Before the advent of the Great Recession in 2008 – 2009 there was a lot of interest and traction in teleworkers. Various news outlets and subject matters experts predicted that more and more workers would be in home offices and passing on the lengthy commutes to the workplace. Interestingly, the Great Recession created more “line of sight” workers. Employees wanted to be seen working so their managers would find it more challenging to address employee productivity and workloads.
With the economy rebounding (of course depending on the conversation), we can once again see traction in the work at home – teleworker – model. Technology has most certainly been enabling. With Millennials becoming more and more of a factor in the workforce (over 55M), and with a generation at work of students who graduated from high school and college in 2014 (TechGen), we can now see mobility taking hold. The workplace is no longer an office, but simply where work is performed.
The Federal Government passed the Teleworker Enhancement Act in 2010 with updated findings in 2013. The results are not surprising: much of the work required to be performed can be competed outside of a government facility, and at last count over 11% of federal workers took advantage of that approach. Corporate America is following suit as well.
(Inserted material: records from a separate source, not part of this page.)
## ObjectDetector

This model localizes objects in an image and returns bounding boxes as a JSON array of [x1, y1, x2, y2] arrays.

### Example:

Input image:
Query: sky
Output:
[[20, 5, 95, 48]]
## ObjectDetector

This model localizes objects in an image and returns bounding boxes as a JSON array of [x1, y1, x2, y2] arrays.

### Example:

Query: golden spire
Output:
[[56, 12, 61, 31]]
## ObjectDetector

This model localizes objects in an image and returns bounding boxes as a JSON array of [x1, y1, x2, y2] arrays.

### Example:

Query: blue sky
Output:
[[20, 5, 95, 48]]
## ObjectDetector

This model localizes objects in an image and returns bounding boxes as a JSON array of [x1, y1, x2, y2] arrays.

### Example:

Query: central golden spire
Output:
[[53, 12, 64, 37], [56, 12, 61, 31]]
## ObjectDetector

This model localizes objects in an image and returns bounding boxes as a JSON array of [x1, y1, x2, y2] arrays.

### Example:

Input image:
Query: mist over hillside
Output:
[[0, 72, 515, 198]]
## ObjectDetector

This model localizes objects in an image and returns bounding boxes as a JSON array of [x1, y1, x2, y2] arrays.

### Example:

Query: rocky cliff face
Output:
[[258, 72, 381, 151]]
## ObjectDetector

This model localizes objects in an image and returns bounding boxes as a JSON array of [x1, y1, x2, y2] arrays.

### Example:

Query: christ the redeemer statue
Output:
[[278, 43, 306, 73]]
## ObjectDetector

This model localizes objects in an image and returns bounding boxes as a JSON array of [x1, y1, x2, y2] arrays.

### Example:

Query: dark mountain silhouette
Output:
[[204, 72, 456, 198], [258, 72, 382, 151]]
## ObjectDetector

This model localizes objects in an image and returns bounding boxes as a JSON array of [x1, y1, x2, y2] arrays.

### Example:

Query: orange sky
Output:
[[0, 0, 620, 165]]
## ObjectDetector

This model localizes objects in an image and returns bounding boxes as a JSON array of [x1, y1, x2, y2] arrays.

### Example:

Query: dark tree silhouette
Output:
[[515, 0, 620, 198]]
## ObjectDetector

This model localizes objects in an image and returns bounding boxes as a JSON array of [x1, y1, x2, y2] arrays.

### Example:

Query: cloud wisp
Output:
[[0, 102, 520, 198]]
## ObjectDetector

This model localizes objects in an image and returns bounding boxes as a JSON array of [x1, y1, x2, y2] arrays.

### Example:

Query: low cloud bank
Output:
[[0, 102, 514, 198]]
My own case is not untypical. I have been working out of my home office for at least a decade (actually longer). I have a formal home office and yes, I hope I am productive. I avoid commuting and with unified communications such as Skype, WebEx and other tools, there is no longer a rationale given what I do, to be elsewhere. As more and more of the teleworker model becomes more prevalent, it is incumbent upon IT to look at the new security issues that will arise, and revisit governance.
Many organizations have not revised the governance for quite a while so this trend might well signal a review. We need to train our managers on how to manage a remote workforce. Managing results and output as well as people will be the new norm.